Refineries continued to operate at a high level of 90.9 percent of capacity, though off recent highs. Gasoline production rose slightly to 9.6 million barrels per day, and distillate fuel, mainly diesel production, increased to 4.9 million barrels per day.
"Export is our safety valve. We cannot make a lot more product that can be sold into the U.S.. Demand is not growing," said Gheit. "The higher capacity utilization, the more efficient the refineries are, the lower the cost to consumers."
The spread between Brent and WTI has narrowed dramatically from $20 to $25 per barrel, to between $2 and $3 a barrel. The prices had even briefly been the same last month.
"It should not have gone to $20, and it should not be zero at the end of the day, Gheit said. "As we speak, there are refiners that are losing $7, $8, $10 dollar a barrel every day because they have take-or-pay contracts from the mid-continent to the East Coast."
Refiners didn't count on the jump in U.S. prices, which paralleled drawdowns in domestic crude inventories as the industry ramped up the use of trains and pipelines to move crude around the continent.
Day said the narrowing of the spread between Brent and WTI did take a toll on Valero profit margins, but he said the spread should widen out a bit. "Nobody believed they were going to stay at $20 to $25...We think it will widen back out to $5 to 7," he said. "This is a short-term phenomena."
Refined product export growth
Analysts also say U.S. petroleum products are probably slightly more expensive because of the export market, but it's hard to say how much. While refined products can be exported, raw crude oil cannot be.
"If the U.S. did not allow petroleum product exports, you would have much lower petroleum prices here at home.
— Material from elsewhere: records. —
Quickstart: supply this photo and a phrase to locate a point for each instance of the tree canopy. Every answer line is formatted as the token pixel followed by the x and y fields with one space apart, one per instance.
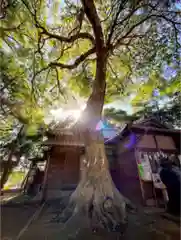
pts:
pixel 49 51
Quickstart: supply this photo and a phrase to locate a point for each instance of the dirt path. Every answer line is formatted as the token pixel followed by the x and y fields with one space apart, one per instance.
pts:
pixel 141 226
pixel 13 219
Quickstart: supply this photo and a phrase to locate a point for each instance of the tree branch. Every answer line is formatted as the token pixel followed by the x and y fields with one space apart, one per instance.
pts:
pixel 78 61
pixel 15 109
pixel 81 35
pixel 121 6
pixel 119 41
pixel 91 13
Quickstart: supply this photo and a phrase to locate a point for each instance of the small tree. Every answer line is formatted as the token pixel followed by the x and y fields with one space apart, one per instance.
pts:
pixel 101 47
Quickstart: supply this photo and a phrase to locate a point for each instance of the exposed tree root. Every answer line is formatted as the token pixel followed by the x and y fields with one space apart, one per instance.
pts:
pixel 96 203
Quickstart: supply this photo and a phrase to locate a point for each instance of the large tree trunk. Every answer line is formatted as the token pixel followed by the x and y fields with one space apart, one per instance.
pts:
pixel 6 171
pixel 96 193
pixel 96 199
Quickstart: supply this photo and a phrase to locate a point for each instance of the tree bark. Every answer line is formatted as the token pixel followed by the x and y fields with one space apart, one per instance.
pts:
pixel 96 198
pixel 6 171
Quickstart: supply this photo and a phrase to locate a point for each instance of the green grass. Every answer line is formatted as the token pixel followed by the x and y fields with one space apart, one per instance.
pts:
pixel 15 179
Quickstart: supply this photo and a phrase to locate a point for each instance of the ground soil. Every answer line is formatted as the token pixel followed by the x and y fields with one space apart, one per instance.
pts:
pixel 142 225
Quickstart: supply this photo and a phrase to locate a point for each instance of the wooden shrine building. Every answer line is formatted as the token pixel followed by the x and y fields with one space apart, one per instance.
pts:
pixel 63 161
pixel 133 156
pixel 135 164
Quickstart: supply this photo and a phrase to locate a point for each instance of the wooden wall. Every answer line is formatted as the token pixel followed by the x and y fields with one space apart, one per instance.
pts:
pixel 127 179
pixel 63 170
You would lose refining capacity but you would have lower prices domestically and you would have a higher price internationally," said Francisco Blanch, head of global commodity and asset allocation research at Bank of America Merrill Lynch.
"There are a number of reasons that U.S. refiners are very competitive. The fact that crude cannot be exported is one of the reasons," Blanch said. Refiners are also using natural gas that is less than $4 per million BTUs in the U.S. compared with $10 in Europe or $16 to $17 in Asia, he added.
John Kilduff, oil analyst with Again Capital, said prices for diesel and crude are higher because of the ability of U.S. refiners to meet some of the demand from abroad.
"The U.S. was the breadbasket to the world. Now we're the refiner to the world," he said.
Blanch said he expects gasoline demand in the U.S. to drop fairly dramatically over the next 15 as years as drivers switch out of old cars, and new cars become ever more fuel efficient.
"In some ways, it's a good thing the U.S. is exporting this. It is improving the balance of payments of the U.S.," he said. Blanch said the U.S. move toward energy independence also gives the U.S. a growth advantage over Europe and Japan. The latest trade data for the second quarter showed a rise in exports and a drop in imports of refined product, helping to narrow the trade gap.
"We calculate that it may lead to as much as 1.5 percent of GDP additional output for the U.S. relative to Europe every year, as long as the current natural gas price differential persists," Blanch said.
Lipow said if there were no exports of refined product, consumers would be paying the price of a less healthy refining industry.
"If we didn't export this stuff we would simply shut down refineries, and prices may or may not be higher or lower than they are today, but we would certainly lose capacity," he said. "If we were to shut down those refineries, they get shut down forever, so if other refineries were offline, there'd be no slack in the system and we would end up with gasoline shortages."